Saturday 22nd March – I’m a big fan of Diana East. With beads like this how can you not be – she has a great sense of humor that comes out in her beads. I love it.
Our days start off with breakfast in our apartments, but coffee is taken in a cafe on the way to the studio. This is the routine for everyday. We just stand at the bar and drink our not-quite-so-hot cappuccinos (cappuccinis!) as sitting down to drink costs a little more. But it’s fine as you don’t want to get settled and stuck at the cafe, you want to keep moving on to class to make beads. The espresso here is great by the way 🙂
Marianne and I head to the local Co-op supermarket and pick up some groceries before we get to class. Today is a sort of free day so there is no official starting time, but Claudia Trimbur-Pagel from France offered to do a demonstration of her stringer work so we are quick with the groceries and trot off to the studio. Really, we are here just for the glass not for grocery shopping – duh!

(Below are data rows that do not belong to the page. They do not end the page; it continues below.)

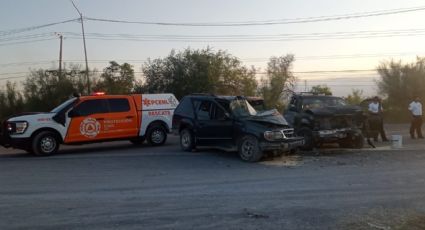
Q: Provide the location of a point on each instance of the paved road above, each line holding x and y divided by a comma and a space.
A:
119, 186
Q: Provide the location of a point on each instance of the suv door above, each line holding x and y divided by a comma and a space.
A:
291, 111
213, 127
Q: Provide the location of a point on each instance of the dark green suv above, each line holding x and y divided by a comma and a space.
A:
231, 123
325, 119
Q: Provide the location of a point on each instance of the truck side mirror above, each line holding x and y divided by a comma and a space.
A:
72, 113
292, 108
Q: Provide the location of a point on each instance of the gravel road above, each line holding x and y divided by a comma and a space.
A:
120, 186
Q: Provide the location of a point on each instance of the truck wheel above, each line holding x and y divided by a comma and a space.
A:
138, 141
156, 135
249, 149
187, 140
308, 138
45, 143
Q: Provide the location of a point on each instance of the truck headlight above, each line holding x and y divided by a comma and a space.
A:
273, 135
17, 127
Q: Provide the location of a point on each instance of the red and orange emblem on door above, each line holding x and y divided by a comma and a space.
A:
90, 127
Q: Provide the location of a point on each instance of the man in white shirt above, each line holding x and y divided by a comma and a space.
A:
415, 108
376, 110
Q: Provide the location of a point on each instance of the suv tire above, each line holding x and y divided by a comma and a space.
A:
308, 138
356, 142
249, 149
156, 135
45, 143
187, 140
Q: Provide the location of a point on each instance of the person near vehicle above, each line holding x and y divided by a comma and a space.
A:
376, 111
415, 108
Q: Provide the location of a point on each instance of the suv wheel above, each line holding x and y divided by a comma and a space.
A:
187, 140
156, 135
45, 143
352, 142
249, 149
308, 138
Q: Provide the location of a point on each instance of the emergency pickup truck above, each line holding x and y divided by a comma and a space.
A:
89, 119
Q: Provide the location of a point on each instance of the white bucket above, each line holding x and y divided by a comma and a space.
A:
396, 141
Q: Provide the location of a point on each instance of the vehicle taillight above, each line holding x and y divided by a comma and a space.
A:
98, 93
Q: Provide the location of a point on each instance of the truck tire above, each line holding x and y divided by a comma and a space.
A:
249, 149
308, 138
138, 141
156, 135
45, 143
187, 140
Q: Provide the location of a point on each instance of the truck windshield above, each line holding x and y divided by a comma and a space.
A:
63, 105
314, 103
241, 108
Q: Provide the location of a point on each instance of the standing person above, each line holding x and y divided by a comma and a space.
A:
415, 108
376, 110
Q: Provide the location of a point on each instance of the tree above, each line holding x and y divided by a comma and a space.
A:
198, 71
116, 79
44, 90
355, 97
400, 83
321, 89
11, 101
279, 78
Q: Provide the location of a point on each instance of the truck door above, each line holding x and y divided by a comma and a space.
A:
97, 119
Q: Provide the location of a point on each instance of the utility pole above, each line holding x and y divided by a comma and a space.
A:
60, 55
85, 50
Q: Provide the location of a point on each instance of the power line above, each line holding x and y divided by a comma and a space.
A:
270, 22
255, 38
21, 30
25, 42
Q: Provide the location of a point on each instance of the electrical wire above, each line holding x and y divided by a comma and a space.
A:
270, 22
21, 30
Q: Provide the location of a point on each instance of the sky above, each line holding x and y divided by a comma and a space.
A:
354, 43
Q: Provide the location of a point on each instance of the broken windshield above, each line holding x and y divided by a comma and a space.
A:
241, 108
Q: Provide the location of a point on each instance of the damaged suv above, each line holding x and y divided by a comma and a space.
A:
325, 119
231, 123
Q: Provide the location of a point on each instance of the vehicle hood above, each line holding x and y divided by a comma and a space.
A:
335, 110
268, 117
32, 116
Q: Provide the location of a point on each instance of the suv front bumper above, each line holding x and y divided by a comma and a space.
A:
334, 134
283, 145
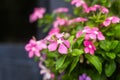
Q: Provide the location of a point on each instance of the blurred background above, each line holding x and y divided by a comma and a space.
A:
15, 32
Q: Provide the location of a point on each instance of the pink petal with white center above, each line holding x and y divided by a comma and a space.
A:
100, 36
28, 47
78, 34
115, 19
30, 54
67, 43
52, 46
92, 36
91, 51
62, 49
86, 50
59, 35
37, 53
106, 22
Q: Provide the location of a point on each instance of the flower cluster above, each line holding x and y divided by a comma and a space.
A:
79, 46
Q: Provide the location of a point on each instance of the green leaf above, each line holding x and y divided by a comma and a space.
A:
110, 68
80, 40
65, 65
117, 49
114, 44
111, 55
77, 52
71, 38
105, 45
60, 62
117, 31
95, 61
74, 63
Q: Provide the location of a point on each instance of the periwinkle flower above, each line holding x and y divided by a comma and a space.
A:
89, 47
34, 47
59, 43
84, 77
37, 14
61, 10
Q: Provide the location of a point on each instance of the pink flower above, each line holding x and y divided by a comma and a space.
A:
94, 8
60, 10
59, 22
104, 10
77, 3
54, 31
37, 14
78, 19
34, 47
47, 75
115, 19
110, 20
107, 22
59, 43
89, 47
91, 33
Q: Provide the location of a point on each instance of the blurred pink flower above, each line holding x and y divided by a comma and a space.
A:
91, 33
109, 20
37, 14
54, 31
77, 3
47, 75
89, 47
104, 10
59, 43
59, 22
78, 19
34, 47
115, 19
60, 10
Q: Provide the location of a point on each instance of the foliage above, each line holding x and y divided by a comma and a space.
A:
84, 45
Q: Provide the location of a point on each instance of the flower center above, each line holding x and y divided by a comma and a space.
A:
59, 41
90, 46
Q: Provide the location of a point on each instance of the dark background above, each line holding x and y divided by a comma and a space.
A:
15, 32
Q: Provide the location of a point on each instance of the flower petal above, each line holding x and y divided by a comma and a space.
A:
100, 36
52, 46
62, 49
67, 43
86, 50
31, 54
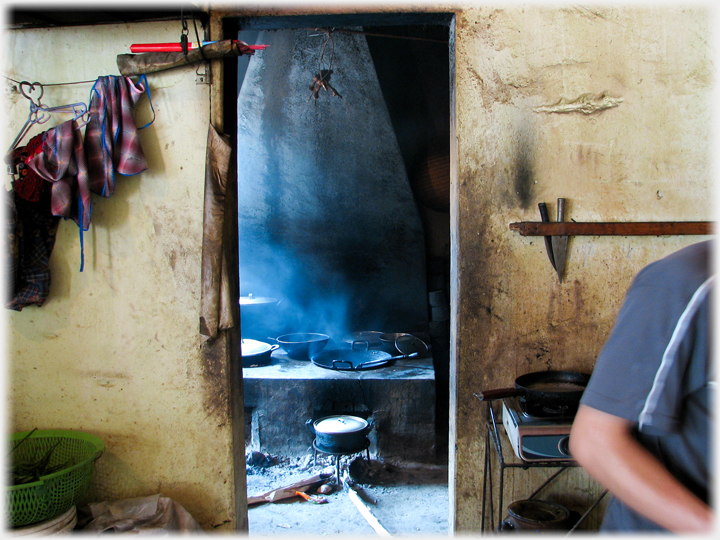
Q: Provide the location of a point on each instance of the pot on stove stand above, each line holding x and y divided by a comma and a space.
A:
340, 435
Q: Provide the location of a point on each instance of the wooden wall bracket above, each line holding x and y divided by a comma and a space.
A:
618, 228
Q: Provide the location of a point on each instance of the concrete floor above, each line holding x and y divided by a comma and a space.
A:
403, 500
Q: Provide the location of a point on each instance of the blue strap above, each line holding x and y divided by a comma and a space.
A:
143, 79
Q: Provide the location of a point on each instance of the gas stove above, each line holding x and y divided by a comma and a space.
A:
536, 438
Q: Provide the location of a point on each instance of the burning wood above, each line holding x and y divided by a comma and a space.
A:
291, 490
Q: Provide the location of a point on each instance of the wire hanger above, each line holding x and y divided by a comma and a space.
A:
39, 113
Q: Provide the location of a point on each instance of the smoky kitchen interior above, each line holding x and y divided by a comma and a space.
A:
242, 237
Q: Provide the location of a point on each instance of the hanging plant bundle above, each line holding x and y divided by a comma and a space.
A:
321, 81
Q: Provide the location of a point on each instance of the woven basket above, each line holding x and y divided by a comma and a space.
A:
55, 493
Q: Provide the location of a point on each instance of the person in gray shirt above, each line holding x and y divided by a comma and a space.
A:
644, 428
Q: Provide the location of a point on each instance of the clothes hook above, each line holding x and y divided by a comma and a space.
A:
32, 91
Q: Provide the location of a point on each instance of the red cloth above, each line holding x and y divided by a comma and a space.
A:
111, 141
28, 185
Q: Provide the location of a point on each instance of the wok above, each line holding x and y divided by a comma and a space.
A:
302, 346
256, 353
353, 359
551, 391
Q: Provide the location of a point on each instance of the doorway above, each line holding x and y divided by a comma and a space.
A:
399, 273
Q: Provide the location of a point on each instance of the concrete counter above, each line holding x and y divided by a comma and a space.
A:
399, 397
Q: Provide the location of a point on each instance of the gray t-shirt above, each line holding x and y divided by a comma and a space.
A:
656, 370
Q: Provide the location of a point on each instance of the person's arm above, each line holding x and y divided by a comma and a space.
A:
604, 446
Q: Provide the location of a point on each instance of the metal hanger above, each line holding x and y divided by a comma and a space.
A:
39, 113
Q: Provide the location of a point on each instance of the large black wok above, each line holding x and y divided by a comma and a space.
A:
549, 391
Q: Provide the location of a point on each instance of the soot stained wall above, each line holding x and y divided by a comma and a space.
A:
327, 219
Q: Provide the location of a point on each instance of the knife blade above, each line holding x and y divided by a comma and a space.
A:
559, 243
548, 239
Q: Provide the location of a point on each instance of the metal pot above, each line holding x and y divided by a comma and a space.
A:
388, 342
340, 433
552, 391
302, 346
256, 353
536, 515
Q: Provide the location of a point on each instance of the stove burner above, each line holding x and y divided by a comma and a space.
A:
536, 438
546, 410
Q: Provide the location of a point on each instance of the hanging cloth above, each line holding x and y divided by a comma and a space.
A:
29, 238
28, 184
111, 140
61, 160
216, 304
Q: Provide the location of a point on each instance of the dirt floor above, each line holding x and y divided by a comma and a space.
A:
398, 499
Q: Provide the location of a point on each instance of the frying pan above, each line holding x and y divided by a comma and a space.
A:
352, 359
549, 390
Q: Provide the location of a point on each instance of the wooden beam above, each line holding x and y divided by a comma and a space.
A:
650, 228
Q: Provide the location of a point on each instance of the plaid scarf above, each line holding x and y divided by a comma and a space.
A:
111, 141
61, 160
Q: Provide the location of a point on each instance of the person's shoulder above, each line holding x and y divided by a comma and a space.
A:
686, 268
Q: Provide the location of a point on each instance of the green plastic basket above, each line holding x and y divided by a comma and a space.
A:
55, 493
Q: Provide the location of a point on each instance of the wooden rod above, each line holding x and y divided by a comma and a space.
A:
651, 228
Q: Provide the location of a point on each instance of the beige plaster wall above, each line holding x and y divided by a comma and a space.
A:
646, 159
115, 350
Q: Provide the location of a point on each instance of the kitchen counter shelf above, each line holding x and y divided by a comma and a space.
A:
493, 442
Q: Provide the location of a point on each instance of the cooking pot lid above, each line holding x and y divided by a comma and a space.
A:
408, 344
251, 300
340, 424
538, 511
372, 337
250, 347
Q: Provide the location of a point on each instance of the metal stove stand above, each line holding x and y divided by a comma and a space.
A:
317, 448
493, 442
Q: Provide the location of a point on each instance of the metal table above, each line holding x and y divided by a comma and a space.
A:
493, 442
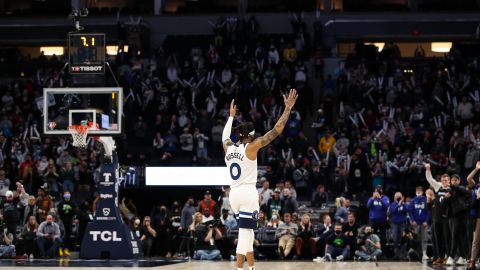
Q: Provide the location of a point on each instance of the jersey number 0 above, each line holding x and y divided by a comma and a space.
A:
235, 174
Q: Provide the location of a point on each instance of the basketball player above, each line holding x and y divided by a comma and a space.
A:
241, 160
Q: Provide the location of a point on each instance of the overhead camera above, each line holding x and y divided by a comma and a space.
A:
76, 14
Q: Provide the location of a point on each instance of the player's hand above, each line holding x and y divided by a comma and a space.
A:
233, 108
290, 100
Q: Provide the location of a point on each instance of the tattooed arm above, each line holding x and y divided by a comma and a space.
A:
263, 141
226, 142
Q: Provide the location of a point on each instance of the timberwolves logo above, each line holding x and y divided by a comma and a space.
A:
106, 211
255, 215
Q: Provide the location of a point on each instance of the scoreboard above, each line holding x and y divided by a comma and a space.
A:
86, 53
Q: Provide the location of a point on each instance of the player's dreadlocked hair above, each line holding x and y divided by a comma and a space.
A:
245, 130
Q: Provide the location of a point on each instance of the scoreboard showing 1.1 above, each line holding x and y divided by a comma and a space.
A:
86, 53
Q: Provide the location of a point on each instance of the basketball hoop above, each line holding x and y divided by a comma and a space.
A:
79, 135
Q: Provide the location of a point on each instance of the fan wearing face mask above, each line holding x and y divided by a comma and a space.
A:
337, 245
274, 221
419, 216
370, 248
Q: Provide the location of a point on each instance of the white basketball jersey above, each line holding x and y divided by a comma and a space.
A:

We got to the studio on time to see Claudia start her bead. She made a really cool Sandpiper on a bead (her signature bead, I think) and a bead with a lizard on it with some fancy stringer work on the back of it. Wow, her stringer control is amazing. I even saw her make an emergency stringer a hair strand thick from another stringer! She works with fine stringer and it’s quite impressive. There were lots of stringers left over after her demo, and after she left I started making a bead at her station…so I used her thin stringer to see what it’s like. Woah! That just evaporated into a ball. I tried again and again trying to understand how she did it. There is definitely a spot you have to know about under the flame. Where that spot is will be different every time and you just have to discover it for yourself. Quite tough but it comes with practice I guess. Sigh, back to balls of stringer for me!

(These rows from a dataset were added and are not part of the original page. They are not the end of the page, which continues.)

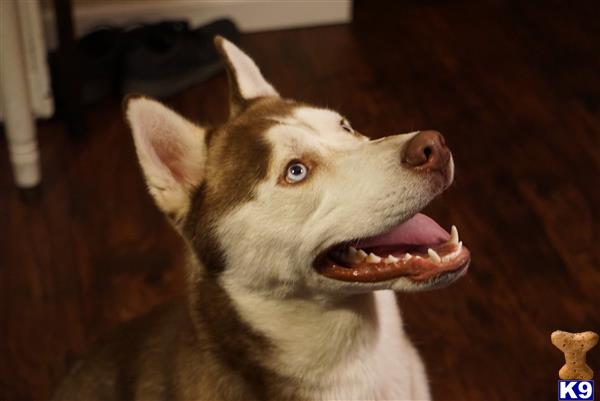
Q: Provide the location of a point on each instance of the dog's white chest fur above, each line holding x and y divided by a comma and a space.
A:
391, 370
358, 352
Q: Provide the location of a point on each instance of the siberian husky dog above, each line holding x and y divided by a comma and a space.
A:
300, 232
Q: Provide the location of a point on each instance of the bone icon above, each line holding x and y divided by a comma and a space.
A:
575, 346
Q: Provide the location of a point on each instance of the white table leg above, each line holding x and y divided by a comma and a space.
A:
18, 117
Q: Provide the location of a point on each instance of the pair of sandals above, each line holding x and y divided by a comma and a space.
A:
158, 60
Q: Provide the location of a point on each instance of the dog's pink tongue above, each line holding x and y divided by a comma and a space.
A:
419, 230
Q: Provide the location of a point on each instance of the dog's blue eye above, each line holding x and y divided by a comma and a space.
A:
296, 172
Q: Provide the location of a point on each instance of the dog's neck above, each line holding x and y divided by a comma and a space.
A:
312, 336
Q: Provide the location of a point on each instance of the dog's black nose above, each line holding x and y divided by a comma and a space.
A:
426, 151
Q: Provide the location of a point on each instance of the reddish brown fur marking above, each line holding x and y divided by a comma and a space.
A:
238, 159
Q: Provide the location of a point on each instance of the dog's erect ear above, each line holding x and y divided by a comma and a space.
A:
171, 151
245, 80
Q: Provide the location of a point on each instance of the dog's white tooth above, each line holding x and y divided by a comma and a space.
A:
372, 258
434, 256
390, 259
454, 235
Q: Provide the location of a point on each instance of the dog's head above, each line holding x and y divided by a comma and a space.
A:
289, 198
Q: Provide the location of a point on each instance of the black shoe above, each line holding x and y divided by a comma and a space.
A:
165, 58
99, 55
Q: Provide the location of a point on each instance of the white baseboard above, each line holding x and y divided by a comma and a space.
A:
249, 15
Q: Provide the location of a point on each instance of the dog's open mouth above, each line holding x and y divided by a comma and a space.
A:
418, 249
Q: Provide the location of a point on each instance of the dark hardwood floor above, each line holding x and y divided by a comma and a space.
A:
514, 86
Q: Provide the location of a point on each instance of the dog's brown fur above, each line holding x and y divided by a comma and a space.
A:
198, 345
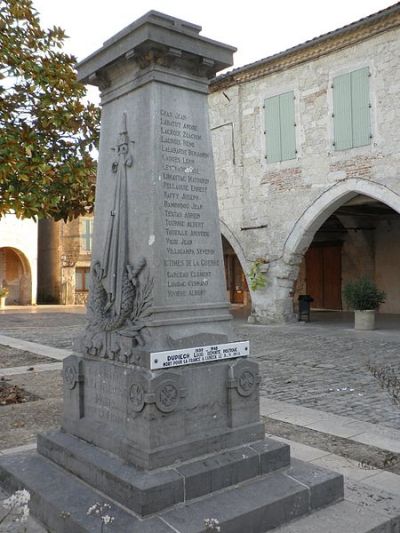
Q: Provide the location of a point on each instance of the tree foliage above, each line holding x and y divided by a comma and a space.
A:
46, 130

We had 2 new ladies join us for classes that day, Esther and Nachuma. They both are very interested (and interesting) and they ask lots of questions which is great for me who always seems to stay quiet and not ask anything. Claudia is very patient in answering our questions which is super for us noobies.

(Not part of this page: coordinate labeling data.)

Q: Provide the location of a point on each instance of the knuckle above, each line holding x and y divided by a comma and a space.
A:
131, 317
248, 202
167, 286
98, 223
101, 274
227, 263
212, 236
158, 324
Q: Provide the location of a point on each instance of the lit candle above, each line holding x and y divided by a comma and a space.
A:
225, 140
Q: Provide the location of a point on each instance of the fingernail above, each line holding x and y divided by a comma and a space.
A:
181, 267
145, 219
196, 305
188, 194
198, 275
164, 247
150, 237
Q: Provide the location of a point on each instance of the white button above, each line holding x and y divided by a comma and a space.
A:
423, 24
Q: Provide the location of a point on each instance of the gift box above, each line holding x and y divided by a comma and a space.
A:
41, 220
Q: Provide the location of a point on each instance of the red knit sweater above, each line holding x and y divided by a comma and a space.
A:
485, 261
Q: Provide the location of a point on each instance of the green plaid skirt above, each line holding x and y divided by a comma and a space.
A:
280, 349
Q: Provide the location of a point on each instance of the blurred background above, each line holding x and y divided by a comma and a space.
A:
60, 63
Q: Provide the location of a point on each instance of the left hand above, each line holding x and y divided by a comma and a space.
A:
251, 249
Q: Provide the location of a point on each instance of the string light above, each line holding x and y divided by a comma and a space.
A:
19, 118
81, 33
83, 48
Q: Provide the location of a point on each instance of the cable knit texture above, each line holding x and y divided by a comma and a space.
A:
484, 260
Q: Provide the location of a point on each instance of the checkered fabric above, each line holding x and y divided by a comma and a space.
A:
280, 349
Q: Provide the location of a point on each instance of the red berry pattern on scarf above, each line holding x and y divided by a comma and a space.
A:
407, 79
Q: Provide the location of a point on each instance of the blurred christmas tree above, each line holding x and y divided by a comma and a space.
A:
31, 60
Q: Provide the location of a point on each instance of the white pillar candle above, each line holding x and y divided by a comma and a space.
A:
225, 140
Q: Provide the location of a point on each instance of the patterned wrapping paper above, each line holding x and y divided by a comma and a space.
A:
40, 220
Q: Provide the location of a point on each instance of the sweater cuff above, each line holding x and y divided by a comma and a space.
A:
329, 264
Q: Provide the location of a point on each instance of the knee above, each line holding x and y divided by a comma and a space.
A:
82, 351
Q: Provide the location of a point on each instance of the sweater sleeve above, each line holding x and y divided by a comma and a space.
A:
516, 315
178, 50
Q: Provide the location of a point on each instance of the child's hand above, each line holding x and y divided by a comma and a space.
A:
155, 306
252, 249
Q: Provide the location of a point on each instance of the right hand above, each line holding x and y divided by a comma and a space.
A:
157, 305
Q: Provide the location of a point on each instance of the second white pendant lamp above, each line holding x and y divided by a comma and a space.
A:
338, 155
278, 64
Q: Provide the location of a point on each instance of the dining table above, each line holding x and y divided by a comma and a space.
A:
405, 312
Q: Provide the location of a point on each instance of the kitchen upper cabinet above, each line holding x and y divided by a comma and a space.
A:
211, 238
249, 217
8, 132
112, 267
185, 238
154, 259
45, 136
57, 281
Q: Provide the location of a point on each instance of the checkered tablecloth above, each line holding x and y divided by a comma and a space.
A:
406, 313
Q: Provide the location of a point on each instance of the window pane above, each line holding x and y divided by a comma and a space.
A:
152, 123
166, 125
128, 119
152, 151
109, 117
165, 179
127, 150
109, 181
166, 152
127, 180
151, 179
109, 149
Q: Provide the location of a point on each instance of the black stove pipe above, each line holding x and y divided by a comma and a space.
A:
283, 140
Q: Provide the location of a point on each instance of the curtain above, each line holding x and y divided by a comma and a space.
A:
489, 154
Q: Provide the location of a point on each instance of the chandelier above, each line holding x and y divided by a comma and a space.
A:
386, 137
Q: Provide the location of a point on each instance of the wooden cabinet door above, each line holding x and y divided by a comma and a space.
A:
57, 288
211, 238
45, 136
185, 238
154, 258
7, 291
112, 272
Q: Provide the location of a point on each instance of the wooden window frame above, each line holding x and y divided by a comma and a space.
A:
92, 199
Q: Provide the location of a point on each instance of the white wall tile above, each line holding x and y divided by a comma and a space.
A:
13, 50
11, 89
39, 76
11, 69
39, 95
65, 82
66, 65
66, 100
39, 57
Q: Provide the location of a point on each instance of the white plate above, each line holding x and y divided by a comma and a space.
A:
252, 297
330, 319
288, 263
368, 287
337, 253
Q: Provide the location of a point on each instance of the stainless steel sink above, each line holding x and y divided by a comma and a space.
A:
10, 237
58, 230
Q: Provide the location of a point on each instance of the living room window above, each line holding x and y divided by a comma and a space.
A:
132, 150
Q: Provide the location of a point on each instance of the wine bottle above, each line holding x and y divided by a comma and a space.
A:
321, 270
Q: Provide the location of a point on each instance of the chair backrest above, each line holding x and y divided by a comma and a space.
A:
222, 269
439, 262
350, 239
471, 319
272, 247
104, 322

Next up, Di comes into class and after we have a chat about her “Little Thinker” beads she gets stuck into making a one. Yes! I was really excited with this as I love her Little Thinkers. I remember seeing them for the first time last year at my beginner class and they just blew my mind. I saw them on the cover of the Jim Kervin book about her, and my mind just opened up, “You can stick bits of metal in glass?!!” Fantastic! I wanna do that! She also had her book there with her for sale, so I asked if she would sign one for me – yes again! I was so happy that afternoon 🙂
Her Little Thinker uses enamel and small pieces cut from fine mandrels and it has to be made carefully as it has a high chance of cracking. I tried making one later and it failed miserably with it’s feet popping off as I worked on his head. Di told me how it’s a little stinker to make and that is part of how it got it’s name, Little Thinker.
Dorothy told us of a glass blower that makes hollow beads nearby. She raved about him and suggested we all go see him after lunch. So we all trundle off to find Andrea Guibelli’s little shop almost hidden away in some back streets. He is worth finding just to see his technique. This guy blew my mind. He has a style when he makes his hollow beads that I can only describe as “Wham, Bam, Thank you Ma’am”! The way he makes one, it’s so fast, so assured and so unfussy (if that is a word)…it’s amazing that a a big bloke like him makes something so small and fragile! And they come out perfectly. He does this everyday so I’m sure he’s made thousands of them and knows exactly how to treat them. Whereas I would be all nervous and gentle with them, he is confident but careful, knowing exactly how to treat the glass. I’ve been raving about this guy since I’ve seen him, and I send all the other bead makers in the Murano Magic classes to go see him. I will buy some beads from him soon so will show you all once I get them.
The rest of the day I practised making hollow beads on a mandrel, inspired by Guibelli. They looked like a dogs breakfast at the start, but I managed to get them to work out okay. They were certainly not as delicate and fine as Andrea’s, but it will do for first ones. Plus his are blown hollow beads so are much finer than wound hollow beads. One day I’d like to blow the hollow bead like Guibelli.
Later that day Andrea Guibelli came over to our studio to say hello and to see what we were doing, thanks to Dorothy’s coaxing. He was impressed by Diana East’s work, saying in broken English that she does very difficult work. Di was tinkering around with some more of her murrini beads. She has an idea in her head and keeps working at it until she gets it right. These beads are getting better and better each day. One funny thing happened to her, she was trying to make a really green murrini, really nice and bright but somehow ended up making orange murrini. Pretty funny as we were all perplexed about how that could have happened.
Marianne and I head back to our apartment for the night. Our apartment is called the Palazzo and is a big walk to get to. The exercise is good but you feel so far from everything. But we did find out that we are practically next door to Effetre glass factory! And the way we have to walk takes us passed a large lit glass structure made by Simone Cenedese. It’s impressive and very beautiful.